Search mode: :semantic, :fulltext, or :hybrid
source_id
string
Limit evaluation to specific source
collection
string
Limit evaluation to specific collection
evaluate_answers
boolean
default:"false"
Also evaluate answer quality (requires LLM)
llm
string | function | module
LLM for answer evaluation (required when evaluate_answers: true)
k
integer
default:"5"
Number of results to evaluate (for recall@k, precision@k, NDCG@k)
Returns: {:ok, %Run{}} or {:error, reason} The returned Run struct contains:
  • metrics: Map of metric name to score
  • test_case_count: Number of test cases evaluated
  • mode: Search mode used
  • inserted_at: Timestamp

Test Case Management

list_test_cases/1

Lists all test cases.
{:ok, test_cases} = Arcana.Evaluation.list_test_cases(repo: MyApp.Repo)
repo
module
required
Your Ecto repo module
source_id
string
Filter by source ID
collection
string
Filter by collection

get_test_case/2

Retrieves a specific test case by ID.
{:ok, test_case} = Arcana.Evaluation.get_test_case(id, repo: MyApp.Repo)

create_test_case/1

Manually creates a test case.
{:ok, test_case} = Arcana.Evaluation.create_test_case(
  repo: MyApp.Repo,
  question: "What is Elixir?",
  expected_chunk_id: chunk_id,
  source_id: "docs"
)
repo
module
required
Your Ecto repo module
question
string
required
The test question
expected_chunk_id
string
required
UUID of the chunk that should be retrieved
source_id
string
Source identifier
collection
string
Collection name

delete_test_case/2

Deletes a test case.
:ok = Arcana.Evaluation.delete_test_case(id, repo: MyApp.Repo)

count_test_cases/1

Returns the total number of test cases.
{:ok, count} = Arcana.Evaluation.count_test_cases(repo: MyApp.Repo)

Run Management

list_runs/1

Lists evaluation runs.
{:ok, runs} = Arcana.Evaluation.list_runs(repo: MyApp.Repo)
repo
module
required
Your Ecto repo module
limit
integer
default:"50"
Maximum number of runs to return

get_run/2

Retrieves a specific evaluation run.
{:ok, run} = Arcana.Evaluation.get_run(id, repo: MyApp.Repo)

delete_run/2

Deletes an evaluation run.
:ok = Arcana.Evaluation.delete_run(id, repo: MyApp.Repo)

Metrics

Arcana.Evaluation provides standard information retrieval metrics:

Recall@k

Percentage of relevant documents retrieved in top k results.

Precision@k

Percentage of retrieved documents that are relevant in top k results.

MRR (Mean Reciprocal Rank)

Average of reciprocal ranks of the first relevant document.

NDCG@k (Normalized Discounted Cumulative Gain)

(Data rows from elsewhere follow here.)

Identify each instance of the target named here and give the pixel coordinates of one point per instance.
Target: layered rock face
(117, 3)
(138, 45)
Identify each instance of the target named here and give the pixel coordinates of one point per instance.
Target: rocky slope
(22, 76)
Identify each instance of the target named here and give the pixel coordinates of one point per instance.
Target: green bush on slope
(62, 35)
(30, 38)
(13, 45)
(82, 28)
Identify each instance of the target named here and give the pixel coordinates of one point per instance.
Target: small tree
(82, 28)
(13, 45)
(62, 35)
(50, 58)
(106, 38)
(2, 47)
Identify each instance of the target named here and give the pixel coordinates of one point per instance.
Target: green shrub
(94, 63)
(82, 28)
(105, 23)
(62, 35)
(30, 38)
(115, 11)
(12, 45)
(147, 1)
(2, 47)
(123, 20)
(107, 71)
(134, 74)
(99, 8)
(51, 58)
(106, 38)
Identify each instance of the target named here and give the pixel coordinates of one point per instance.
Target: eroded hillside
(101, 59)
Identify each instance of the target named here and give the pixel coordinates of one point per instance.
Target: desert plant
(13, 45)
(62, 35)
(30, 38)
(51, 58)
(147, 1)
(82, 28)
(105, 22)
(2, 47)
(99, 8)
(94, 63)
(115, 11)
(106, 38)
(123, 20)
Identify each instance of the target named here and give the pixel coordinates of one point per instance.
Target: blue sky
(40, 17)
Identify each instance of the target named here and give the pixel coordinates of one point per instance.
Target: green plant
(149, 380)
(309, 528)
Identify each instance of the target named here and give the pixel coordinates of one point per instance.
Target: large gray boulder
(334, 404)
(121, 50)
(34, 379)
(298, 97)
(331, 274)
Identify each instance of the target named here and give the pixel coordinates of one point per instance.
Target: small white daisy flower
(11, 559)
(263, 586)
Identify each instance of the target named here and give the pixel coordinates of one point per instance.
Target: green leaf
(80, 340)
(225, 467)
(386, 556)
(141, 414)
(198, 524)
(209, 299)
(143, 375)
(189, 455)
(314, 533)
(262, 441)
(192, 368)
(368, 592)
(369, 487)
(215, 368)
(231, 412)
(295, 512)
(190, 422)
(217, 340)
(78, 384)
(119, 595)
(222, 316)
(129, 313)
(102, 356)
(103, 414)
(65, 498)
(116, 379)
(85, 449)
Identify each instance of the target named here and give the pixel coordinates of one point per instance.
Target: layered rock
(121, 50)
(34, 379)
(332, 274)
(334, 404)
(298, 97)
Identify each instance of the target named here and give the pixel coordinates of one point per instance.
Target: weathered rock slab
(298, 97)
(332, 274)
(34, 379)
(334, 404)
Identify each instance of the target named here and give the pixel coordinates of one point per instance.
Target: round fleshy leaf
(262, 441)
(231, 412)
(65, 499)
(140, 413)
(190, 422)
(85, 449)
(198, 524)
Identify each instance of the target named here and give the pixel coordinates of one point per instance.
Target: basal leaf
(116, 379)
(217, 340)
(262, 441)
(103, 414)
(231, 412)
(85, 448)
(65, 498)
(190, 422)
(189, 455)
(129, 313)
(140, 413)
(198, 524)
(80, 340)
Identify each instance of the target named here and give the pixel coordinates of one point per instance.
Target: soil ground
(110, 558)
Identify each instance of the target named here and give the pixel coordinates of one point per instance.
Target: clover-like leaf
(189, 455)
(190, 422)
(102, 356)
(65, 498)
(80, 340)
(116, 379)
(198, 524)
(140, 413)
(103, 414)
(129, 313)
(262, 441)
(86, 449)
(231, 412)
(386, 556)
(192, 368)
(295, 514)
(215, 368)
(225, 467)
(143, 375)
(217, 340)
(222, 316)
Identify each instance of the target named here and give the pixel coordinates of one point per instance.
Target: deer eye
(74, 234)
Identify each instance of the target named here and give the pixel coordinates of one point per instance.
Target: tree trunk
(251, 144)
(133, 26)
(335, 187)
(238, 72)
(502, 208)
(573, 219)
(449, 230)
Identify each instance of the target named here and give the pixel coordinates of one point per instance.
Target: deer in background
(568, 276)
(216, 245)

Measures ranking quality, giving more weight to relevant documents at higher positions.

Complete Example

defmodule MyApp.Evaluation do
  alias Arcana.Evaluation

  def evaluate_retrieval do
    repo = MyApp.Repo
    llm = "openai:gpt-4o-mini"

    # 1. Generate test cases
    IO.puts("Generating test cases...")
    {:ok, test_cases} = Evaluation.generate_test_cases(
      repo: repo,
      llm: llm,
      sample_size: 100,
      collection: "docs"
    )
    IO.puts("Generated #{length(test_cases)} test cases")

    # 2. Evaluate semantic search
    IO.puts("\nEvaluating semantic search...")
    {:ok, semantic_run} = Evaluation.run(
      repo: repo,
      mode: :semantic,
      collection: "docs"
    )
    print_metrics("Semantic", semantic_run.metrics)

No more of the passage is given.